I had made reference previously to Maggie Berg and Barbara Seeber's The Slow Professor, which appears to suggest that faculty work more deliberately and mindfully, to use a buzzword in a different context. At the recommendation of a colleague, I read the work. The subtitle is Challenging the Culture of Speed in the Academy, and the authors suggest that this culture of speed is an alien intrusion, introduced from elsewhere by the Babbitts who have hijacked the administration.
The book jacket opens, "If there is one sector of society that should be cultivating deep thought in itself and others, it is academia. Yet the corporatization of the contemporary university has sped up the clock, demanding increased speed and efficiency regardless of the consequences of for education and scholarship. The authors expand in their preface. "We have been influenced by the literature on the corporatization of higher education, empirical studies which document the harmful effects of stress and loneliness on physiological and psychological health, popular self-help discourse which emphasizes the importance of work-life balance, and, of course, the key texts of the Slow movement."
I'm tempted to let it all go with a suggestion that some literature students buy their advisor a train set. Yes, even -- especially -- if the advisors are female! The gender bending! The subversion of the dominant paradigm! Or to suggest that stressed or slow professors alike are underemployed compared to their forebears.
But let me devote Book Review No. 17, at least briefly, to explaining my choice of a title.
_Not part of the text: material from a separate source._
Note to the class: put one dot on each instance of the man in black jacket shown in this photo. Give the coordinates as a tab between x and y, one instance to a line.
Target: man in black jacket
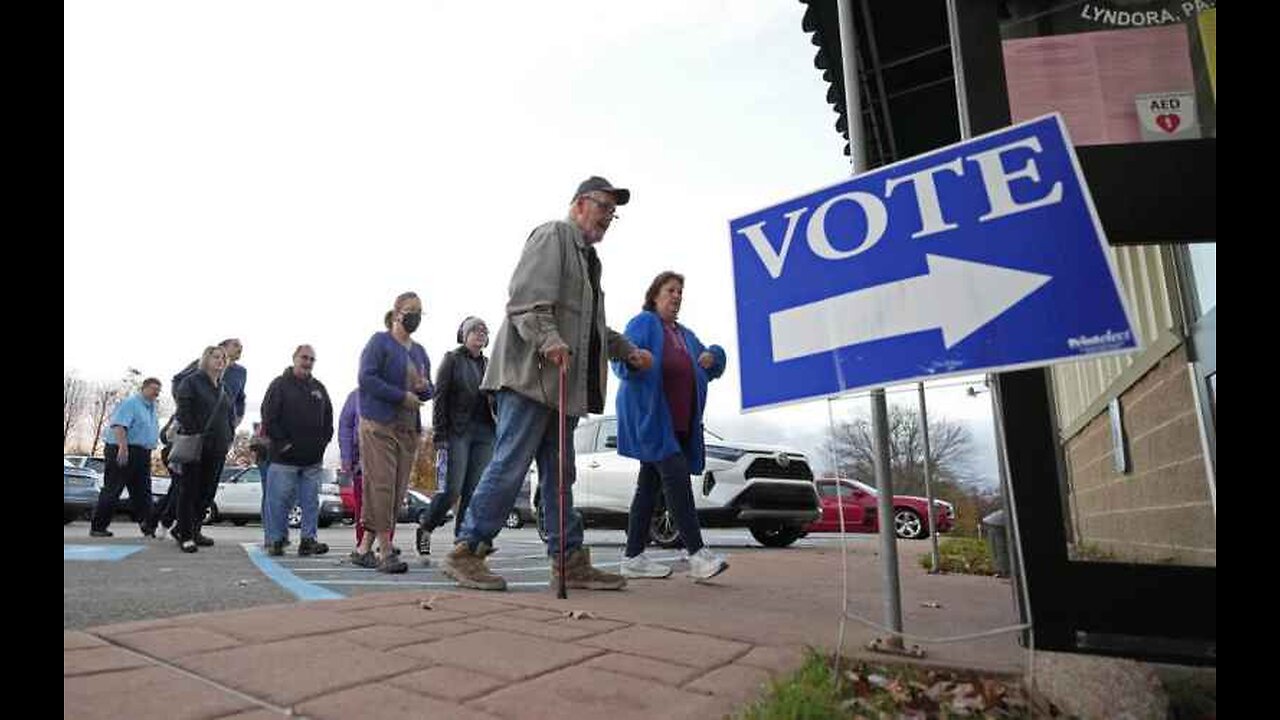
298	419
I'll break it down by chapter. First comes "Time Management and Timelessness." At page 17, the authors note, "Academic work is never done; while flexibility of hours is one of the privileges of our work; it can easily translate into working all the time or feeling that one should." Yes, when that idea is rattling around in your brain, best to sketch some ideas on paper or noodle around with Maple or run a regression, and one of the risks of becoming involved with an academic is precisely that those ideas take over way more disruptively than a hobby or a mistress ever can.
But that has always been the case. Canadian higher education policy (which plays a major part in Slow Professor's narrative) or corporatization or neo-liberalism are late to the game: there's Archimedes in the sand or Beethoven walking in the country or Einstein riding that light beam or you, dear colleague, awake late at night mulling the idea.
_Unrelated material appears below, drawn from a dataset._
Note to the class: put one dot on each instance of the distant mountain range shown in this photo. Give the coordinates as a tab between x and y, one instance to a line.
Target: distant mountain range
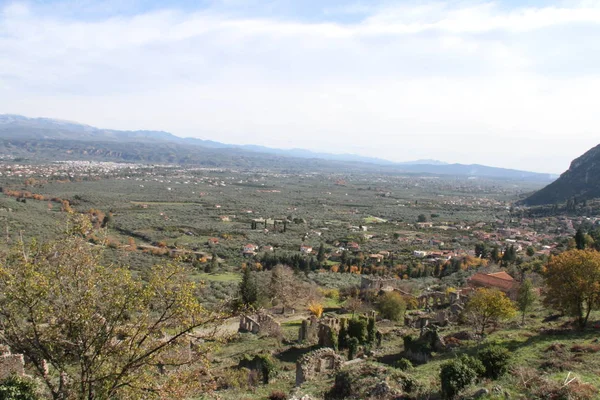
57	139
581	181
Next comes "Pedagogy and Pleasure." And yes, there is much to be dissatisfied about the intrusion of business software and information technology into teaching, which fits into the corporate hell model. Nowhere, though, does the chapter address the stresses faculty face when headquarters, whether out of a misplaced sense of social justice or out of an understandable desire for revenue, fills classes with disengaged and unprepared students, then tacks on a support bureaucracy to keep the Distressed Material around.
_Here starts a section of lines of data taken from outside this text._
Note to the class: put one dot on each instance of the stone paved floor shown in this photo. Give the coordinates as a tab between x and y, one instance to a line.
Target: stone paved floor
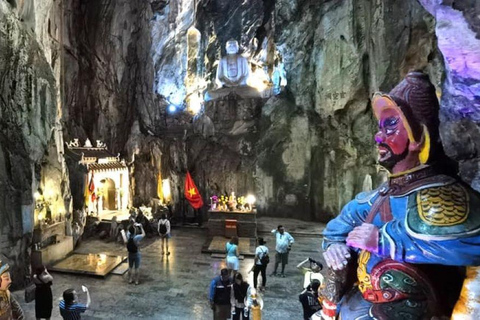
177	288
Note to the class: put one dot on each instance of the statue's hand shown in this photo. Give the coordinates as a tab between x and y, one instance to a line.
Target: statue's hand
337	256
364	237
"Research and Understanding" opens with the epigraph, "Not everything that counts can be counted." The gripe, summarized in one sentence on page 54, is "The changes to academic labour have increased the expectations of what it means to be a productive scholar, while simultaneously increasing class sizes and expanding our job descriptions." Yes, and turning us into our own tech support. But there's Hermann Hesse's The Glass Bead Game, which might be a parody of the Prestige Quest, and it long predates Total Quality Management and all the other management fads.
I'd note, further, that the quest for public funding, or for sponsored research more generally, is unlikely to end well for universities that follow the market too slavishly. A few years ago, I didn't make myself popular with a dean for suggesting that I could do better consulting than seeking grants. The best he could do was note that summer money on grants counted toward retirement. Well, here I am retired relatively young. You do the math. And the opportunities in finance, in engineering, in biochemistry, in parts of physics have to be more remunerative than they are in energy economics. For that matter, why should talented people in the humanities grub for grants from MacArthur or the Canada Council or the national endowments, when they might be able to become the next Tom Clancy?
That brings us to the breakdown of "Collegiality and Community." In which, I suggest, there's still nothing new, as a quick reading of any of the academic novels will suggest (why, dear reader, are the psychos always in the English Department?)